Voyez également les conclusions de M. Dacosta sous l’arrêt CE, 23 décembre 2011, ministre de l’intérieur, de l’Outre-Mer, des collectivités territoriales et de l’immigration, n° 348647 et 348648 , A, à propos de l’application de l’article L. 5211-8 du code général des collectivités territoriales : « … la logique aurait pu conduire à ce que vous renonciez à appliquer, pour la période concernée, la théorie de l’expédition des affaires courantes, théorie à laquelle vous n’aviez eu recours que pour compenser les inconvénients tenant à l’absence de disposition prorogeant le mandat des élus locaux. Tant qu’un mandat n'a pas expiré, son titulaire conserve normalement l'intégralité de ses compétences. »
Or, suite aux élections du 15 mars 2020, la loi du 23 mars 2020 a bien eu pour objet de prolonger la validité du mandat des élus sortants. Dans cette période courant jusqu’à l’entrée en fonction des nouveaux conseillers municipaux, à savoir le 18 mai 2020, le maire était dès lors autorisé à exercer ainsi la plénitude de ses compétences, qui sont d’ailleurs en matière de gestion du personnel des compétences propres, jusqu’au terme effectif de son mandat. (rappr. pour des décisions d’urbanisme durant cette même période : TA Dijon n° 2001207 ; TA Caen n° 2001671). Cette interprétation est également celle de la Direction générale des collectivités locales du ministre de l’intérieur (produite au dossier), que nous croyons bien placée pour connaître quel était le sens visé par ce texte de circonstance.
Par contre, entre le 18 mai et le 28 mai, date d’installation du nouveau conseil, nous pensons que le maire devait bien se limiter à expédier les affaires courantes, puisqu’il ne disposait plus d’un mandat, mais se trouvait réellement en position de transition.
La notion d’affaires courantes est éclairée par les conclusions du commissaire du gouvernement Delvolvé sous la décision d’assemblée « Syndicat régional des quotidiens d’Algérie » (préc.), qui distinguait :« - les affaires courantes par nature, c’est-à-dire « celles qui relèvent de l’activité quotidienne et continue de l’administration ; les affaires qui, bien que n’entrant pas dans la catégorie précédente, « présentent néanmoins un caractère d’urgence ; et enfin, troisième catégorie, les actes « qui ne sauraient jamais entrer dans les affaires courantes ou urgentes » : ceux qui « réalisent une modification durable d’un organisme ou d’un service public ou d’un statut juridique ».

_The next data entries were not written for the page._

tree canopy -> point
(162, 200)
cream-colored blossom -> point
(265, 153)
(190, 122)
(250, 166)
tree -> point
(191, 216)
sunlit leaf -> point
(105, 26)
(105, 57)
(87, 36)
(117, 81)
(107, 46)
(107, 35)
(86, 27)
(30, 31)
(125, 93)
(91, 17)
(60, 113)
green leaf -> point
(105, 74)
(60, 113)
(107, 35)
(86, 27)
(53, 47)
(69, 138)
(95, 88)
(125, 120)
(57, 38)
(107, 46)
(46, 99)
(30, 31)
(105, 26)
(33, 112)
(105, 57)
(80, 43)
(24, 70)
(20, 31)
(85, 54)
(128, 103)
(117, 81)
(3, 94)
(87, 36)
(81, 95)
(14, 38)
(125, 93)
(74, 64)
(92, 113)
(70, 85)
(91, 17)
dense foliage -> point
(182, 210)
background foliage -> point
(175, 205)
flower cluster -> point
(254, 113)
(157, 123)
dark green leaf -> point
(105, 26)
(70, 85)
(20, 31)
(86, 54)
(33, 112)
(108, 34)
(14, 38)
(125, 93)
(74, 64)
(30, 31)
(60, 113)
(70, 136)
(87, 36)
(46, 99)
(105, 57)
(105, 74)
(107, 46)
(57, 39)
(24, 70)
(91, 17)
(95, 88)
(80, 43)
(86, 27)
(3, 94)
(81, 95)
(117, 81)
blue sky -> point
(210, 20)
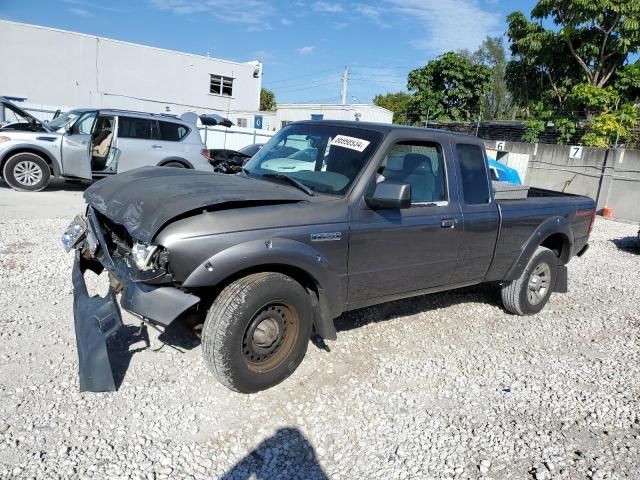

Si une décision concernant la position d’un fonctionnaire peut être vue en principe comme une décision de gestion du personnel relevant du fonctionnement quotidien de l’administration, il n’en va pas de même à notre sens, dans les circonstances de l’espèce. La décision en cause, ayant pour effet de mettre un terme à l’emploi de directrice générale des services durant cette période transitoire délicate, et prenant d’ailleurs effet à une date à laquelle le nouveau maire prenait ses fonctions, n’était pas anodine.
Mais comme nous l’avons dit, avant le 18 mai 2020, le maire n’était nullement cantonné aux affaires courantes. C’est donc à tort que la décision attaquée considère que l’arrêté du 15 avril 2020 a été pris par une « autorité désinvestie » à cette date.
Il en résulte que le moyen tiré de l’erreur de droit commise par la décision attaquée, en ce que l’arrêté du 15 avril 2020 n’était pas entaché d’incompétence du maire, et par suite, ne pouvait être légalement retiré, doit à notre sens être accueilli.
Par ces motifs, nous concluons à l’annulation.